The level of depth is too much for a 9+ audience if the comments of confusion around me (dual casting is tough for a lot of adults) are anything to go by and a bit pretentious and dull for an adult. Children don’t need to be pandered to with childish fairy tales but many in the audience will be new to theatre, they need to be interested and clear on what is happening, not confused to the point where they decide to make up their own (sometimes better) conclusions.
Much of the action takes place in a bedroom where 4 children spend their long days with Sandy (Amalia Vitale ), their dog, dealing with parents breaking up, new step-siblings, parental illness and parental abandonment. As Lucy points out the holiday is for the parents to get away from their excitable Tween children. Where it shines and manages to keep all ages engaged is where the child actors do a play about the demise of bees and the loss of a parent. It is fun, silly and the young cast are clearly directed to enjoy themselves (Ethan Dattani, Nekisha Eric, Rowan Davies-Moore and Emilija Trajkovic) with Chloe Lamford’s flowery fantasy set dominating and Zoe’s Spurr’s lighting working in both the bedroom and children’s play scenes. Vitale gives an excellent supporting performance to both the adult and child cast throughout the production but it is a long and complex build up. It takes so long to get to this point that it feels like a second play rather than the conclusion to this production.

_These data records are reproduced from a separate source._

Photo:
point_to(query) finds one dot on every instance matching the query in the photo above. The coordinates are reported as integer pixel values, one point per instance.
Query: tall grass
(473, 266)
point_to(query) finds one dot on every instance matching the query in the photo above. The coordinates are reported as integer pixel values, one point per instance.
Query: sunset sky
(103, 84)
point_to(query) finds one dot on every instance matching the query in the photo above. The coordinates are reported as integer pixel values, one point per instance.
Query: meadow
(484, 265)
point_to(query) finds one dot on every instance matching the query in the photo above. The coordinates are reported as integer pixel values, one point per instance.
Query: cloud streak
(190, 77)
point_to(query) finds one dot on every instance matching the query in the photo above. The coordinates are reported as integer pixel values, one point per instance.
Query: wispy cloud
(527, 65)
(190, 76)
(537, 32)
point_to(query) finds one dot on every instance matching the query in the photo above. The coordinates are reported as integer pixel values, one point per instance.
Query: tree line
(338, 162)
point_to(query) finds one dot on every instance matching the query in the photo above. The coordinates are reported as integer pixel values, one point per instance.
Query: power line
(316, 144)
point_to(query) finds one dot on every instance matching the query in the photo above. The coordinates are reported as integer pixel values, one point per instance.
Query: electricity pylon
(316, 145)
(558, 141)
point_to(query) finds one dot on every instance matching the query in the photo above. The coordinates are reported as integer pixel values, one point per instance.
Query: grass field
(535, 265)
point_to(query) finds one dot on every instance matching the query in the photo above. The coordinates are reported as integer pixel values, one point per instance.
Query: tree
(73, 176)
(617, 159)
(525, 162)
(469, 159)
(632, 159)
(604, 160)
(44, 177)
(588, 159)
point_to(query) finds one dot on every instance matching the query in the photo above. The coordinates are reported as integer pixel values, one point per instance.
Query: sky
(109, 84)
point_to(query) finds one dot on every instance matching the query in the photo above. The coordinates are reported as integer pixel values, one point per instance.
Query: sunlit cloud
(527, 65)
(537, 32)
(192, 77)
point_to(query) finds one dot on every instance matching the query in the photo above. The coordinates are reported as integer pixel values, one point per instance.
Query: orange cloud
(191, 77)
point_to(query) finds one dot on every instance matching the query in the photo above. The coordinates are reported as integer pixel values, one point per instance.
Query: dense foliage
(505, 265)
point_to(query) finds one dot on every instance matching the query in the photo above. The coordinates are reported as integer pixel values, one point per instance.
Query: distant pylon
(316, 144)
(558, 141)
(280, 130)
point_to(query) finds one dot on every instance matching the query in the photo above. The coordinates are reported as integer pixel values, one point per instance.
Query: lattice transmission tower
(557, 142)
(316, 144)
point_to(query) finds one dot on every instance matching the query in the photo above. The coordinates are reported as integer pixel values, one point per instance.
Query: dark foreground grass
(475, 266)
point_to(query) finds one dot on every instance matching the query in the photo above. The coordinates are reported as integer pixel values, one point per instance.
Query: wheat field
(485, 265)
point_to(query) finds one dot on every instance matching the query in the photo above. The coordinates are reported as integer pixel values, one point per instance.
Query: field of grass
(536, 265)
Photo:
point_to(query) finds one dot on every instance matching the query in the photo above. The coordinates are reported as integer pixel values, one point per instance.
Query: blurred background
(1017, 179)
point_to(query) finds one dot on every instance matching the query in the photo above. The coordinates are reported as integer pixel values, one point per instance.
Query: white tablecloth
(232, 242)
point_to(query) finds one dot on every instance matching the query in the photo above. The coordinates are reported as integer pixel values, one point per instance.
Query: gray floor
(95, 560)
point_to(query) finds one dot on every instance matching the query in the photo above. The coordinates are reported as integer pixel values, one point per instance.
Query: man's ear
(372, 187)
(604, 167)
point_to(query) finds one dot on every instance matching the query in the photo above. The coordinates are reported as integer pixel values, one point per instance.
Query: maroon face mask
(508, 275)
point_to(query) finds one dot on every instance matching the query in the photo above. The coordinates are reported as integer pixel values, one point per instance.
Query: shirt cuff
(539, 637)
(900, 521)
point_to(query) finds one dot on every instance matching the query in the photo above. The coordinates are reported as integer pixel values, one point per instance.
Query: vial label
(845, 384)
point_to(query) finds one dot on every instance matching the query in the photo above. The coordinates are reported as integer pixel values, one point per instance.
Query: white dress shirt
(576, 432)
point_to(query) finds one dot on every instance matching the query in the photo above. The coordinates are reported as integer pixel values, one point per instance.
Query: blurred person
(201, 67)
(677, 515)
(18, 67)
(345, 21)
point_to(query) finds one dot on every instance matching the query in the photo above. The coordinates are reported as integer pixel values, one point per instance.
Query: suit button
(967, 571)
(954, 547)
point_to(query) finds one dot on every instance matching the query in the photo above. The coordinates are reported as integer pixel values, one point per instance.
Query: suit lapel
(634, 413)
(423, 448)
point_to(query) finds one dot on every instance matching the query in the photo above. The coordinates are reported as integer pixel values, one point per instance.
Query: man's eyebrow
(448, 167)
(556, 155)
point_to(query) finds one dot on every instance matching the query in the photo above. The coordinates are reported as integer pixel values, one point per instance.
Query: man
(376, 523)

There isn’t a bad performance from any of the cast, I particularly enjoyed Dubois and Colins as the young girls that often clash but ultimately have a strong friendship amongst the chaos of their home lives but my issue was I questioned how suitable this was for the age group, not so much the subject matter but the language used (are all parents happy with a play using the word ‘Bastard’?) and the fact that you can write plays where children take on a lot of stage time (Notting Hill Gate’s Medea for example) that the casting of adults felt unnecessary.

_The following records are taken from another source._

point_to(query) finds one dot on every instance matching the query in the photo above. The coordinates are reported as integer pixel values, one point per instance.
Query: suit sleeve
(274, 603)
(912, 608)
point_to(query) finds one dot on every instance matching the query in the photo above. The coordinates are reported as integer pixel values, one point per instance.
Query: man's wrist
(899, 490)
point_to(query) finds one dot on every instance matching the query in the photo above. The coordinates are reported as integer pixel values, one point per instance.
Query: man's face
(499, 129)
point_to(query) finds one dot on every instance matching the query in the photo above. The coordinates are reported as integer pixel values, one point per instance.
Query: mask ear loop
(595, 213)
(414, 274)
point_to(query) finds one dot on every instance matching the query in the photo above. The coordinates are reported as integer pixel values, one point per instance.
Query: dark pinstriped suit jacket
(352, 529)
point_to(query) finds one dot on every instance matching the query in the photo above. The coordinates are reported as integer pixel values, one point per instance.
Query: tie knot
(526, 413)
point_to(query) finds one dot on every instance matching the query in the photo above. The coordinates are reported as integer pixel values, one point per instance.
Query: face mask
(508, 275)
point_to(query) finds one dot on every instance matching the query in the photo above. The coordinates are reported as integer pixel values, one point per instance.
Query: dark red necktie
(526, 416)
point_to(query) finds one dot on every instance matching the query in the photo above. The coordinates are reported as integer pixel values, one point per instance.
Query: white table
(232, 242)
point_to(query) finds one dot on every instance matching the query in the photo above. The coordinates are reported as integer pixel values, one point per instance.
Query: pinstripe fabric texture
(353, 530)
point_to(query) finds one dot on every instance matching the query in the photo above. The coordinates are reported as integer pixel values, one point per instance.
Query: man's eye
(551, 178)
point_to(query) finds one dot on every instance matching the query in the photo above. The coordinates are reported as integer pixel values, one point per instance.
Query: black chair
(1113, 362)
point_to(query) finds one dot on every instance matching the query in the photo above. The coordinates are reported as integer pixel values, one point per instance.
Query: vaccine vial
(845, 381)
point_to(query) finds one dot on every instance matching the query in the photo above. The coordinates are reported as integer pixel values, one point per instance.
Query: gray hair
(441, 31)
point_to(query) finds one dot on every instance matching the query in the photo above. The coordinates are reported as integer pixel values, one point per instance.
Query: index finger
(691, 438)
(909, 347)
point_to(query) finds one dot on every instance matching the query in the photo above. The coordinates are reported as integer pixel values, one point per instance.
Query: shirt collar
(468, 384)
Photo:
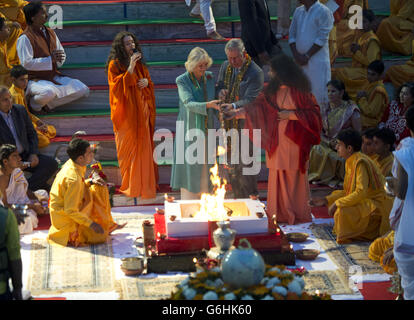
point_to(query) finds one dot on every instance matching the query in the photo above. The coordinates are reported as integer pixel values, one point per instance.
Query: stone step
(96, 122)
(146, 9)
(106, 30)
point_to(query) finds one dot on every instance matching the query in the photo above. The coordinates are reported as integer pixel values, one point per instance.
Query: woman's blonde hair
(196, 56)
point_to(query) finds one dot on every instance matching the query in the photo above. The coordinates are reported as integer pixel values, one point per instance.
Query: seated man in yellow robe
(20, 78)
(384, 140)
(12, 11)
(360, 208)
(402, 73)
(80, 211)
(381, 250)
(373, 100)
(365, 50)
(396, 31)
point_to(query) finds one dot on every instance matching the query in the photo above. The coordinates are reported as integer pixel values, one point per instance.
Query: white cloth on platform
(203, 7)
(309, 28)
(45, 92)
(404, 236)
(16, 193)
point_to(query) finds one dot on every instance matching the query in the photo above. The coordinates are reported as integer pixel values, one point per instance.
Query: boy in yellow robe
(396, 31)
(360, 208)
(366, 50)
(374, 99)
(400, 74)
(384, 140)
(80, 211)
(20, 78)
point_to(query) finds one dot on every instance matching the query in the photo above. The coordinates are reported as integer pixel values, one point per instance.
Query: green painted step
(161, 21)
(114, 163)
(96, 112)
(146, 21)
(150, 64)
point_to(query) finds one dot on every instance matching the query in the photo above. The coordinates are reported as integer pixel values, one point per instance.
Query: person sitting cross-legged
(17, 129)
(14, 188)
(360, 208)
(80, 210)
(20, 78)
(384, 140)
(41, 53)
(373, 100)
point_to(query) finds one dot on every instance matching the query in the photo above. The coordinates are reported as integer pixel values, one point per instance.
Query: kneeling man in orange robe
(361, 210)
(80, 211)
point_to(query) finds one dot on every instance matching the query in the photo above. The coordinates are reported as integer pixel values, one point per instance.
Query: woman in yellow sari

It felt indulgent from Crouch, particularly the early stilted direction, the use of Radiohead’s Creep and it ultimately felt like the child-friendly element was the last minute concession to get it on at the Unicorn amongst a play that would work at the Royal Court but just isn’t engaging enough for adults and children alike for much of the time and I wish the playful element had been consistent because the emotional aspects failed to hit the mark.